Important safety lesson for Notts children

A record number of youngsters from across the county had been taught to speak out about abuse thanks to the hard work of a children's charity.

By The Newsroom
Thursday, 7th September 2017, 7:28 pm
Updated Monday, 11th September 2017, 12:47 pm

The NSPCC taught a record total of more than 25,000 Nottinghamshire pupils in a single year how to keep themselves safe, new figures reveal .

The charity’s pioneering ‘Speak Out. Stay Safe’ programme visited 117 primary schools across the county excluding Nottingham during the 2016/17 academic year -reaching 12,240 pupils - and is planning to continue its good work this academic year.

The campaign teaches children aged five to 11 how to recognise sexual, emotional and physical abuse, and who they can talk to about concerns.

The programme consists of separately tailored assemblies - one for early years and key stage one and another for key stage two pupils - followed by a one-hour classroom workshop for children in years five and six.

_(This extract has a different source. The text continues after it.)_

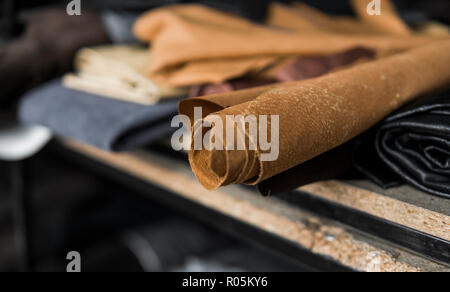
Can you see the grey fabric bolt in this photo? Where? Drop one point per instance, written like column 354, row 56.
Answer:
column 105, row 123
column 119, row 26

With the help of NSPCC mascot Buddy, the charity uses the interactive assemblies and workshops to help children:

• understand abuse in all its forms and recognise the signs of abuse

• know how to protect themselves from all forms of abuse

• know how to get help, and the sources of help available to them, including the Childline service.

A clear example of ‘Speak Out. Stay Safe’s’ impact was seen earlier this year, when Matthew Salmon, of Nottingham, was found guilty of rape and child sexual abuse offences after his victim came forward following an NSPCC workshop at her school.

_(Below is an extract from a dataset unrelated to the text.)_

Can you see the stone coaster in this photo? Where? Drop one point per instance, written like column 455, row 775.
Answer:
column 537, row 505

NSPCC Schools Service area co-ordinator for Nottinghamshire, Emma Grishin, commented: “’Speak Out. Stay Safe’ gives children the courage and knowledge to speak out and is spreading an important message - but does so in a lively, interactive and memorable way.

“We want to leave children feeling empowered to talk to a trusted adult or Childline.”

“We are delighted to have reached so many children in Nottinghamshire last year and we are looking forward to going back into schools over the coming months.”